Vessella, Federico, López-Tirado, Javier, Simeone, Marco Cosimo, Schirone, Bartolomeo, Hidalgo, Pablo J.
European journal of forest research 2017 v.136 no.3 pp. 555-569
Quercus suber, applied research, biodiversity, biogeography, climate change, climatic factors, ecosystems, emissions, income, keystone species, landscapes, models, phenotypic plasticity, reforestation, trees, Iberian Peninsula, Northern Africa
Species distribution models are feasible methods for projecting theoretical responses of living organisms’ occurrence under several future climate change scenarios. The major interest is focused on trees, which regulate the equilibrium within ecosystems and guarantee the survival of many life forms on the Earth.

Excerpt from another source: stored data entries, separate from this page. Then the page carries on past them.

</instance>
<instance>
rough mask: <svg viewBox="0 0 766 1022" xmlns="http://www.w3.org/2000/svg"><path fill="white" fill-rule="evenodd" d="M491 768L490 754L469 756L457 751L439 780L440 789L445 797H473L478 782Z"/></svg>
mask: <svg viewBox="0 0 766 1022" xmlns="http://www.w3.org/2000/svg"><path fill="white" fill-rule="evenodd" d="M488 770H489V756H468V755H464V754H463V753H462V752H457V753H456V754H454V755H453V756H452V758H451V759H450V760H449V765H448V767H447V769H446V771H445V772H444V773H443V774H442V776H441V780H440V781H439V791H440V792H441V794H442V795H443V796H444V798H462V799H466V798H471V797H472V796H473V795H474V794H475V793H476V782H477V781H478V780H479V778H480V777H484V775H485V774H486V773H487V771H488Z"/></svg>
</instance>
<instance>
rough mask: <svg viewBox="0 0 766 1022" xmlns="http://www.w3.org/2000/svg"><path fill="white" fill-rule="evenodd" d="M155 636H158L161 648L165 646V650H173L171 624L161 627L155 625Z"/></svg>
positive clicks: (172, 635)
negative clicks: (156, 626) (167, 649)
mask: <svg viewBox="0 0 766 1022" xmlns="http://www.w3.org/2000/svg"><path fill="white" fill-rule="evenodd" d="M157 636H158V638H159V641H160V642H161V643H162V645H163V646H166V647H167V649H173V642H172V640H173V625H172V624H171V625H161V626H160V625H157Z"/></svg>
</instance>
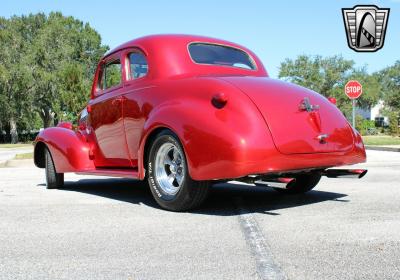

The repercussions of climatic drivers are expected to pose the strongest threats for the Mediterranean biome, an acknowledged hotspot of biodiversity. Here, we focused on cork oak (Quercus suber L.), a keystone species of many landscapes, sustaining a rich biodiversity, ecological processes and economic incomes. Results of 8 combined ecological modelling techniques and two Global Circulation Models highlight a broad contraction of the species potential range over the twenty-first century, both under intermediate and high emissions scenarios. Coupled northward and upward shifts are predicted, mostly pertaining Iberia and North Africa. The potential areas detected at Levantine will likely undergo disappearance. To exacerbate the impacts of climate change, the future of the ecosystems linked to cork oak remains uncertain, because of the expected implications on the phenotypic plasticity or evolutionary responses. A synergy among niche-based, physiological and eco-genetic investigations is strongly needed in the field of applied research, to improve the assessment of conservation and reforestation actions.